Whole Exome Sequencing (WES) is a powerful clinical diagnostic tool for discovering the genetic basis of many diseases. WES takes advantage of high coverage in the target regions and provides a high probability of variant detection in protein coding regions of the genome. Compared to Whole Genome Sequencing (WGS) technology, WES offers distinct advantages in terms of speed, efficiency and cost-effectiveness. A major shortcoming of WES is uneven coverage of sequence reads over the exome targets, contributing to many low coverage regions, which hinders accurate variant calling. The inaccuracy in variant calling affects detection of sequence changes, and may contribute to the missing heritability of genetic disorders. We sought to delineate factors that affect coverage by assessing sequencing data on a total of 176 samples generated from different WES platforms.

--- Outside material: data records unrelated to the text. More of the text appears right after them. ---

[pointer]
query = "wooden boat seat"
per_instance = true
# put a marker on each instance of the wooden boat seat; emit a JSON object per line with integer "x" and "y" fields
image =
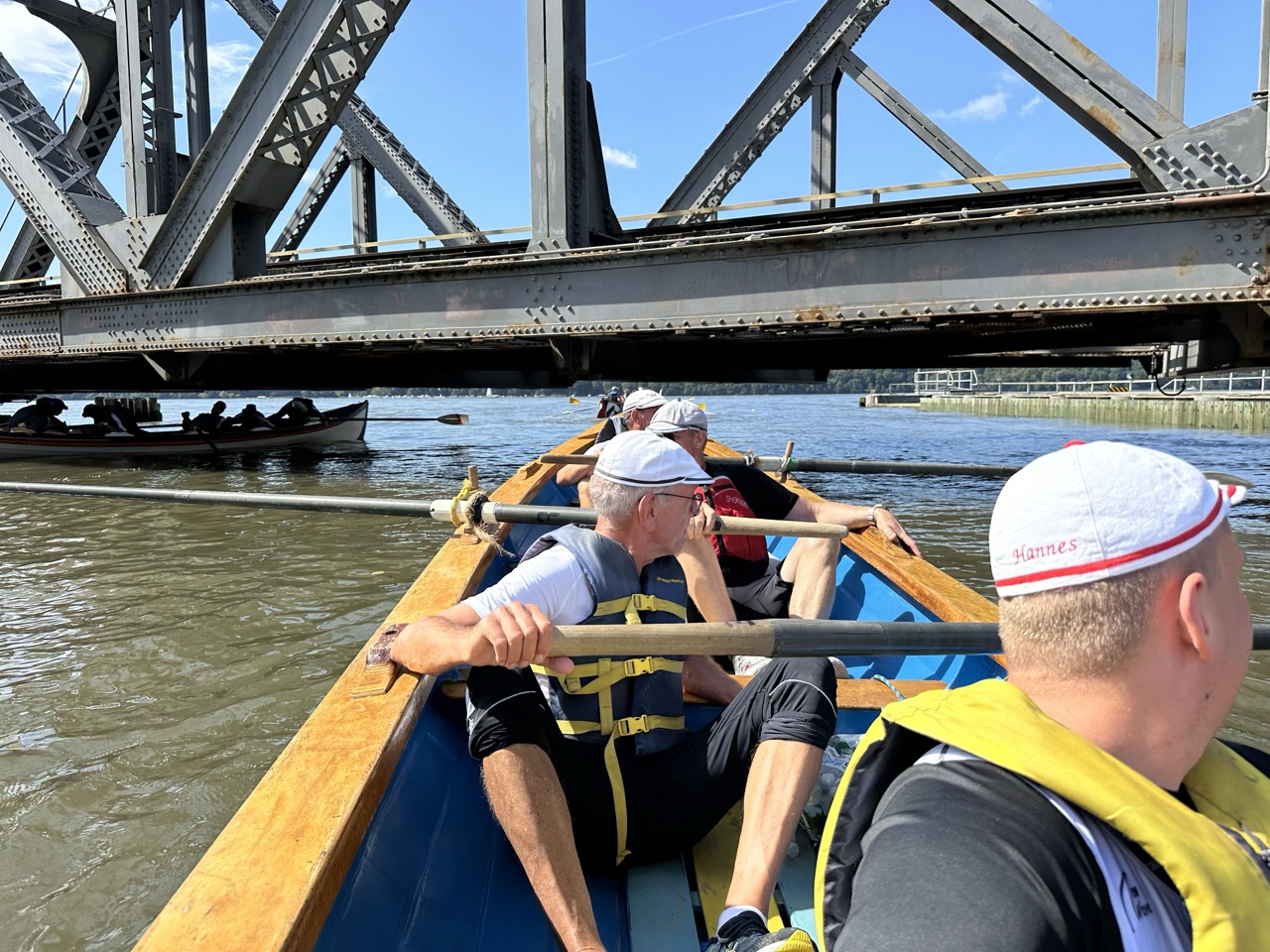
{"x": 853, "y": 694}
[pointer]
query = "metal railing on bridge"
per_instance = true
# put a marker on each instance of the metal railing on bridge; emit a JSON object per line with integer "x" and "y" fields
{"x": 966, "y": 382}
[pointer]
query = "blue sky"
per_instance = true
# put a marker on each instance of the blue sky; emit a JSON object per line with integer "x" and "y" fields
{"x": 451, "y": 84}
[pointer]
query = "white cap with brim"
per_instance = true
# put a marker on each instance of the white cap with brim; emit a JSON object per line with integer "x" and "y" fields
{"x": 639, "y": 458}
{"x": 679, "y": 416}
{"x": 1096, "y": 511}
{"x": 643, "y": 400}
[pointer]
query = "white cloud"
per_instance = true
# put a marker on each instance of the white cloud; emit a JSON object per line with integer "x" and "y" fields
{"x": 984, "y": 108}
{"x": 41, "y": 55}
{"x": 226, "y": 62}
{"x": 616, "y": 157}
{"x": 693, "y": 30}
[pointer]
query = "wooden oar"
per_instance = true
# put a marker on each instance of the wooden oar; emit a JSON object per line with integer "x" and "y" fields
{"x": 488, "y": 515}
{"x": 774, "y": 463}
{"x": 774, "y": 638}
{"x": 766, "y": 638}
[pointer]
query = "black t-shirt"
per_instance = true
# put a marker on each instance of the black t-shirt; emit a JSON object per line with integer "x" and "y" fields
{"x": 970, "y": 851}
{"x": 766, "y": 498}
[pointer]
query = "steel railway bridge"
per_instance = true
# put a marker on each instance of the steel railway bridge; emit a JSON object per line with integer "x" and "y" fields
{"x": 177, "y": 286}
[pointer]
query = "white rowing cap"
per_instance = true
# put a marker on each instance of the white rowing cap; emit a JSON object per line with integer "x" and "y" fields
{"x": 1095, "y": 511}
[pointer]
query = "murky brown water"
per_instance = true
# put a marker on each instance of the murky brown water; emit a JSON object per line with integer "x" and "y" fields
{"x": 154, "y": 658}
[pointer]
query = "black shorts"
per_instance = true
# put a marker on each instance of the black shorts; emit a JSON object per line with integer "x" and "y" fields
{"x": 767, "y": 597}
{"x": 674, "y": 797}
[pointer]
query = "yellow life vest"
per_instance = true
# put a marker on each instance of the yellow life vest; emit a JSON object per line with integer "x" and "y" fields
{"x": 1209, "y": 853}
{"x": 604, "y": 698}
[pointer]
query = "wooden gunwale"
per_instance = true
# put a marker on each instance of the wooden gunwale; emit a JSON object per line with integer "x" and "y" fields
{"x": 270, "y": 879}
{"x": 948, "y": 598}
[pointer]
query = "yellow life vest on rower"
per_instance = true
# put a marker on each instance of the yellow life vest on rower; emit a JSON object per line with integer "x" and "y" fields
{"x": 1210, "y": 853}
{"x": 604, "y": 698}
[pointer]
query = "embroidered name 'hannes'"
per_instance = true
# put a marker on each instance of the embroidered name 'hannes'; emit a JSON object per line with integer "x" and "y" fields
{"x": 1026, "y": 553}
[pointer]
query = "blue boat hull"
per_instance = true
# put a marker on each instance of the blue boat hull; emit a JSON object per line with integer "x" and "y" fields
{"x": 436, "y": 873}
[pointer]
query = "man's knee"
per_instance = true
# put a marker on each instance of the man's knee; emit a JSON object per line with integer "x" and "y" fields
{"x": 802, "y": 699}
{"x": 506, "y": 708}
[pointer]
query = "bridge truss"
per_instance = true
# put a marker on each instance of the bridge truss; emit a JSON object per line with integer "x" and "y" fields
{"x": 175, "y": 289}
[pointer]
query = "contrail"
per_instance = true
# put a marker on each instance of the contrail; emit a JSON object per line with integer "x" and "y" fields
{"x": 693, "y": 30}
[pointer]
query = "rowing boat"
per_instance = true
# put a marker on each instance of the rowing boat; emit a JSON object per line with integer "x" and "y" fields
{"x": 371, "y": 829}
{"x": 344, "y": 424}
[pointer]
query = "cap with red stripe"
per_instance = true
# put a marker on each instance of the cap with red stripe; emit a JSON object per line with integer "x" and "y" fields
{"x": 1095, "y": 511}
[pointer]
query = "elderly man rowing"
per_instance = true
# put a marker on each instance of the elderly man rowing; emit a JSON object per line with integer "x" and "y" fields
{"x": 585, "y": 762}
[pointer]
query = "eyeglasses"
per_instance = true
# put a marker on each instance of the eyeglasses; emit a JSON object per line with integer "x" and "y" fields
{"x": 694, "y": 502}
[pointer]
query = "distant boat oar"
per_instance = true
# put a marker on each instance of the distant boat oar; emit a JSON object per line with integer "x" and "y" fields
{"x": 451, "y": 419}
{"x": 488, "y": 513}
{"x": 776, "y": 463}
{"x": 772, "y": 463}
{"x": 767, "y": 638}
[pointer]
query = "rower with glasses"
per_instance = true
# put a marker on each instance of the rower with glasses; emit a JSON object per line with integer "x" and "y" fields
{"x": 587, "y": 763}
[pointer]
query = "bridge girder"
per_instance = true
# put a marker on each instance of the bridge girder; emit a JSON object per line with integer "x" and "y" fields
{"x": 806, "y": 295}
{"x": 797, "y": 299}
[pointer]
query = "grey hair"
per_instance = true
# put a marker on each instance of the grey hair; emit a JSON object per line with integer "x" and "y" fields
{"x": 616, "y": 502}
{"x": 1091, "y": 630}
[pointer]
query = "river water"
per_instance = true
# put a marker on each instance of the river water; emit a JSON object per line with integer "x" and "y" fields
{"x": 155, "y": 657}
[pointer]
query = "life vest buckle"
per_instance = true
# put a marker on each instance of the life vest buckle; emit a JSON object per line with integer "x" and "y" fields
{"x": 630, "y": 726}
{"x": 636, "y": 666}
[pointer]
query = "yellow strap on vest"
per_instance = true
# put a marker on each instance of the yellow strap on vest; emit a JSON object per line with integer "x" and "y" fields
{"x": 606, "y": 673}
{"x": 639, "y": 602}
{"x": 626, "y": 728}
{"x": 1225, "y": 892}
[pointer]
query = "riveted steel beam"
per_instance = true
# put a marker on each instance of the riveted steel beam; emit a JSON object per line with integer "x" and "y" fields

We devised two novel metrics, Unevenness (UE) Score and Cohort Coverage Sparseness (CCS) Score, to assess the distribution of coverage of sequence reads over the exome datasets. Specifically, the UE score measures non-uniformity of the coverage and the CCS score measures the percentage of base pairs with low coverage in a specific genomic region. Employing these metrics, we revealed both local (coverage of a given exon) and global (coverage of all exons across the genome) non-uniformity of coverage in the exome sequencing data. We also found non-random occurrences of low coverage regions; these regions were often associated with high GC content, repetitive sequences and segmental duplications, and encompassed functionally relevant genes.
ExomeCQA aims to calculate the CCS score and UE score automatically for any cohort-based WES dataset. The main functions of ExomeCQA are to:
- Calculate CCS scores of each gene for a specific chromosome, or for all chromosomes
- Calculate UE scores for each exon within a specific region, or for all chromosomes
- Report the features (positions/width/height of peaks) of coverage distribution in each exon
Citation: Qingyu Wang, Shashikant Cooduvalli, Naomi Altman, and Santhosh Girirajan. "Novel metrics to measure coverage in whole exome sequencing datasets reveal local and global non-uniformity," manuscript in preparation.